Beijing's media power in Southeast Asia grows
The Chinese government has sought in recent years to increase its global media influence. In Southeast Asia, Beijing has found both success and failure in those efforts, according to a new book.
The big picture: "As China becomes more powerful, it is attempting to use its influence efforts to shape policymakers’ and publics’ views, in other countries, of their own political systems and leaders — not just of China but of politics in these other countries," writes Joshua Kurlantzick, a journalist and fellow at the Council on Foreign Relations, in his book "Beijing's Global Media Offensive."

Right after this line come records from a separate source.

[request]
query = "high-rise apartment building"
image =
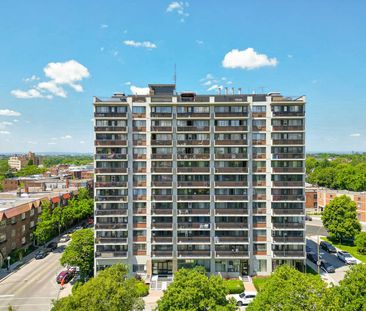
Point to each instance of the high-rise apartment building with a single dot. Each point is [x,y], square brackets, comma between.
[213,180]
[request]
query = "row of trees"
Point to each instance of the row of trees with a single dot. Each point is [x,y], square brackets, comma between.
[54,221]
[110,290]
[346,172]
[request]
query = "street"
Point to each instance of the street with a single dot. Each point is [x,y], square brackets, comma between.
[33,286]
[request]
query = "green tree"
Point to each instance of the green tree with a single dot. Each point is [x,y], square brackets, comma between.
[80,251]
[351,292]
[192,290]
[340,218]
[289,289]
[45,229]
[110,290]
[360,242]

Details: Kurlantzick traces how the Chinese Communist Party has managed to expand the footprint of its media narratives through Chinese state media expansion and content-sharing agreements, quiet takeovers of local Chinese language outlets, and hosting journalist trainings.

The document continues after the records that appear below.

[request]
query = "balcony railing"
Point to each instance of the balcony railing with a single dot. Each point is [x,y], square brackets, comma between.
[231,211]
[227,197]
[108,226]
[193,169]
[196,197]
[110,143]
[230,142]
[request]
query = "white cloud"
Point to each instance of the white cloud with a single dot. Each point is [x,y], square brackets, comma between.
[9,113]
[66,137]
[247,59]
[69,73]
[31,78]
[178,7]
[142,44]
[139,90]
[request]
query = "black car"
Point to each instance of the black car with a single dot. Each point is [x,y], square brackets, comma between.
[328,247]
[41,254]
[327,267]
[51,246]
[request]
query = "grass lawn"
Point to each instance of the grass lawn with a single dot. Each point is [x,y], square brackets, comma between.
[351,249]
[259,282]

- Kurlantzick also examines the history of Chinese soft power and sharp power campaigns in Thailand, Malaysia, Cambodia and elsewhere in Southeast Asia.

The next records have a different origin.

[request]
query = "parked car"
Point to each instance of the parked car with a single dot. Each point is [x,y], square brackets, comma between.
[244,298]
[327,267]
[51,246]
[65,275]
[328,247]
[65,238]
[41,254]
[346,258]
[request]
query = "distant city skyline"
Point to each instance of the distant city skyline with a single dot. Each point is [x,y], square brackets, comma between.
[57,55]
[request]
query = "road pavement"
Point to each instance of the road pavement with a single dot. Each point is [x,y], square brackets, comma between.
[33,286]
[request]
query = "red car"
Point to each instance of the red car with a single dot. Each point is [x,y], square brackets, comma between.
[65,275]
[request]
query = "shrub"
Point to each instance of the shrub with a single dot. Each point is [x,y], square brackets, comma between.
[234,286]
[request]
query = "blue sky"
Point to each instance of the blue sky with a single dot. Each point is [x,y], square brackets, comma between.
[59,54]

Some of these efforts have been successful. Xinhua, as a wire agency, has been able to expand its content-sharing throughout Southeast Asia, and many newspapers frequently run Xinhua content as part of their regular news.
- Most domestic Chinese-language media outlets in the region have either sold to Chinese companies or are now owned by people favorable to Beijing, Kurlantzick said.
Yes, but: Some efforts have failed. "Some of the state media is outright turgid and terrible, and it’s never going to have any appeal," Kurlantzick told Axios in an interview.
- In addition, "the more authoritarian turn in China has turned off quality reporters from wanting to work at state media," he said. That has made it far more difficult for state broadcaster China Global Television Network to achieve the kind of international status that Al Jazeera has, despite its major international expansion in recent years.